By David N. Leff

Are the protein engineers who whittle down monoclonal antibodies to leaner, meaner, high-performance fragments painting themselves into corners?

In one corner: Many of the truncated antibodies under development are missing the Fc protein region that adorns complete, natural antibodies. This is a real loss, because the Fc portion is what sets off the immune system's effector functions its two prime weapons against infection -- namely, the complement cascade and phagocytes/monocytes.

Complement terminates cells by punching holes in their walls; phagocytes by engulfing and digesting them, and clearing their corpses from the circulation.

A second corner is the absence of glycosylation in engineered fragments.

Bacterial fermentation is an increasingly important method for generating antibodies, but bacterial expression requires that the Fc region be glycosylated before it can interact with its complement or cellular receptors.

The Fc receptor triggers processes such as the phagocytosis of target cells. "Say you have a virus or bacterium that's been decorated by antibodies," explained molecular biologist Greg Winter. "Its Fc portion is recognized by Fc receptors on the phagocytes.

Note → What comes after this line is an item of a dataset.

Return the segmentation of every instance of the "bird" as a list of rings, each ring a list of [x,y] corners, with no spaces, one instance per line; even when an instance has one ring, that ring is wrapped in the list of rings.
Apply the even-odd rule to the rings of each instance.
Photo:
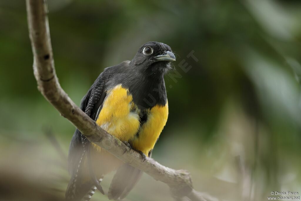
[[[144,160],[151,157],[167,121],[164,77],[175,59],[169,46],[145,43],[131,61],[104,69],[82,99],[81,109]],[[104,194],[100,182],[115,170],[108,197],[123,199],[142,173],[89,141],[77,129],[70,143],[68,162],[71,179],[66,193],[68,201],[88,201],[96,189]]]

They bind, engulf and digest those targets."

A third corner, of vital concern in immunotherapy, is keeping antibodies in the bloodstream on the job. "One of the problems in dealing with fragments," Winter told BioWorld Today, "is that these tend to get lost very quickly from the serum compared to complete antibodies, which survive much longer."

Winter is senior author of two back-to-back articles in the July issue of Nature Biotechnology, which report his group's novel strategy for dealing with these fragmentary shortcomings. One is titled: "Complement recruitment using bispecific diabodies;" the other, "Retargeting serum immunoglobulin with bispecific diabodies."

He heads the division of protein and nucleic acid chemistry at the Medical Research Council's Laboratory of Molecular Biology, University of Cambridge.

Diabodies, Anyone?

Here's how Winter explains diabodies, which he invented in 1992:

"What we've done with the diabodies is to make a scaled-down version of the antibody, which is also capable of recruiting either the Fc receptors, or the complement directly. No one, to our knowledge, has demonstrated the direct recruitment of soluble complement, as we have just reported in Nature Biotechnology."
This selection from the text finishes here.